Şiirler güncel olaylarla, savaşın gidişatıyla, nadiren Yahudilikle, bazen de sadece sürgün edildiklerini bildiği annesi ve küçük kız kardeşiyle ilgilidir. Kız kardeşine bir "selam" olarak şöyle yazar: "Seninle konuşmayı çok isterdim, / Düşünceler sana uçuyor, / ve çoğu zaman kalbim kırılıyor gibi hissediyorum. / Bunun sebebi çok üzgün olmam." Onu bir daha asla göremeyecekti.

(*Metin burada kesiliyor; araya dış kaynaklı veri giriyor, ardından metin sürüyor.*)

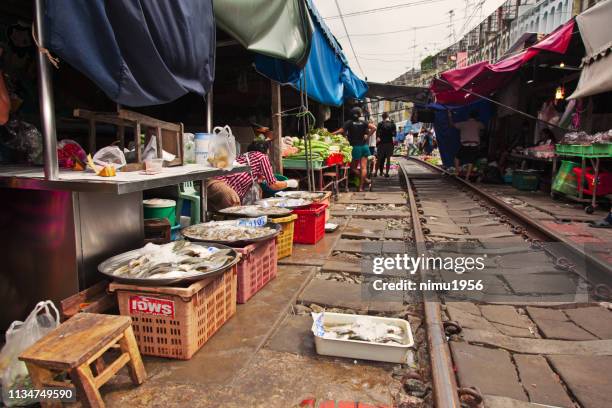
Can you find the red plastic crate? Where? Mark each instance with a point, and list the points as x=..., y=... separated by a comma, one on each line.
x=175, y=322
x=310, y=225
x=257, y=267
x=604, y=181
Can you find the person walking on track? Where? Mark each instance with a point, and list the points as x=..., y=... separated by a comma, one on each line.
x=385, y=132
x=358, y=132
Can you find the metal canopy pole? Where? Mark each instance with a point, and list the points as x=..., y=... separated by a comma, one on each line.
x=209, y=102
x=45, y=95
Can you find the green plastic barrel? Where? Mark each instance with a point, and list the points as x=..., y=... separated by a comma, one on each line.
x=565, y=181
x=267, y=191
x=160, y=208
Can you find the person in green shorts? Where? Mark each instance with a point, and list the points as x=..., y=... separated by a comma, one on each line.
x=358, y=132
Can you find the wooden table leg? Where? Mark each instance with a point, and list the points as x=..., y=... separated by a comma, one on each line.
x=40, y=376
x=83, y=379
x=100, y=365
x=128, y=345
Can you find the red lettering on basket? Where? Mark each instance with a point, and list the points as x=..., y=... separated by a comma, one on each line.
x=154, y=306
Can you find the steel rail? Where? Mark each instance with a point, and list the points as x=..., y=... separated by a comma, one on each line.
x=600, y=265
x=443, y=376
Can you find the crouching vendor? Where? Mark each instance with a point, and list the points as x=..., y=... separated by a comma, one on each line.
x=229, y=191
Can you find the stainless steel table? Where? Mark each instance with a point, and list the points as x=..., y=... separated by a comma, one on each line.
x=53, y=233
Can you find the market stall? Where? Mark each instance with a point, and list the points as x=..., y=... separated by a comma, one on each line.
x=588, y=179
x=326, y=154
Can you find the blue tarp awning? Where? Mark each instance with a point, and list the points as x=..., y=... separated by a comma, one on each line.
x=327, y=75
x=138, y=52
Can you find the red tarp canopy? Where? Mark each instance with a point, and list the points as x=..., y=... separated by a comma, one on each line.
x=485, y=78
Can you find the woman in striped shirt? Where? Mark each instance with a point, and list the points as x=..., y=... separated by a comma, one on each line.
x=229, y=191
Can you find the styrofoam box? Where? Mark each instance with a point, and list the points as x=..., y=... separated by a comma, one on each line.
x=365, y=350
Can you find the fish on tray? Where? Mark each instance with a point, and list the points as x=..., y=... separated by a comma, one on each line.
x=174, y=260
x=222, y=231
x=255, y=210
x=304, y=195
x=366, y=331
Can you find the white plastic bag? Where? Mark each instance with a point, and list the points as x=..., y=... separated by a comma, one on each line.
x=188, y=148
x=19, y=336
x=222, y=148
x=254, y=194
x=110, y=155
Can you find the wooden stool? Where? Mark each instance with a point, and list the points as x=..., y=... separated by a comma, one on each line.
x=77, y=344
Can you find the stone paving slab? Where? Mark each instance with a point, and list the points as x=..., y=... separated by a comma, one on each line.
x=396, y=234
x=294, y=336
x=596, y=320
x=375, y=225
x=475, y=366
x=588, y=378
x=468, y=320
x=538, y=346
x=554, y=324
x=506, y=315
x=540, y=382
x=495, y=401
x=333, y=294
x=394, y=247
x=370, y=214
x=358, y=246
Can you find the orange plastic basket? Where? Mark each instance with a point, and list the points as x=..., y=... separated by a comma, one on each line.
x=256, y=268
x=175, y=322
x=284, y=240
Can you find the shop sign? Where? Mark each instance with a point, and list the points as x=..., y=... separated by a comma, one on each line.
x=153, y=306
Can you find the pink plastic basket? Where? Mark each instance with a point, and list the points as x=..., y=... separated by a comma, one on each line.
x=257, y=267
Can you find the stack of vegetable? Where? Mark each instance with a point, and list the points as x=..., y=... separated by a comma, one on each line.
x=322, y=144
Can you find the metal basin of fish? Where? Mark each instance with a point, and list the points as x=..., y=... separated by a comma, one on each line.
x=232, y=236
x=181, y=265
x=284, y=202
x=256, y=211
x=306, y=195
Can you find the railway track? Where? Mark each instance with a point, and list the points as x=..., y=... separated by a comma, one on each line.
x=536, y=330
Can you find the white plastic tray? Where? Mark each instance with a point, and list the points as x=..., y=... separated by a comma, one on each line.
x=364, y=350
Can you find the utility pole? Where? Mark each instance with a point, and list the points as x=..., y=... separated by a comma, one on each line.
x=413, y=52
x=451, y=26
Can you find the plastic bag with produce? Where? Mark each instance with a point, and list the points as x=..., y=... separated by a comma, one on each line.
x=222, y=148
x=110, y=156
x=19, y=336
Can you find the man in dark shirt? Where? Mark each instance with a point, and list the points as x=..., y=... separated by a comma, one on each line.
x=357, y=131
x=385, y=132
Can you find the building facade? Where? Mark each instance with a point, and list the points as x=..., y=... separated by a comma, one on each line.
x=513, y=26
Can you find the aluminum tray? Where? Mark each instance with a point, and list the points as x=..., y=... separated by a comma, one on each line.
x=277, y=230
x=107, y=267
x=225, y=211
x=364, y=350
x=314, y=195
x=272, y=202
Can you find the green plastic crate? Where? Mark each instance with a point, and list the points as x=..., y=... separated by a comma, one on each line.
x=301, y=164
x=595, y=150
x=603, y=149
x=525, y=180
x=565, y=180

Bloch nihayet özgürlüğüne kavuştuğunda, Hollanda'da mesleki olarak kendini kanıtlamaya çalıştı ama başaramadı. 1948'de, kendisi de hayatta kalan eşiyle birlikte Amerika'ya göç etti. New York'ta bir antika dükkanı işletiyordu. Ancak eserleri kaybolmamıştı. Onları kurtarmayı başarmıştı; New York'taki yemek odasının rafında hep duruyorlardı. Deri ciltli, ama hiç dokunulmamış. Bloch'un ne Almanca ne de Felemenkçe bilen kızı, babasının ölümünden sonra "Sualtı Kabaresi" ciltleriyle tanıştı. Kitapları Berlin'deki Yahudi Müzesi'ne bağışladı ve burada restore edilerek ilk kez daha geniş bir kitleye sunuldu.
Bloch bundan memnun olurdu. Haziran 1944'te "Sualtı Kabaresi"nde "Alman okuyucularıma" başlıklı bir şiir yazdı: "Belki de sizin dilinizde yazdığım şiirler / ileride dikkatinizi çeker / Ve eğer çekerlerse, çok memnun olurum."
Curt Bloch: Sualtı Kabaresi 1943–1945. Editör: Aubrey Pomerance. The Other Library, Aufbau-Verlag, 2025. 369 sayfa, 67,90 İsviçre Frangı.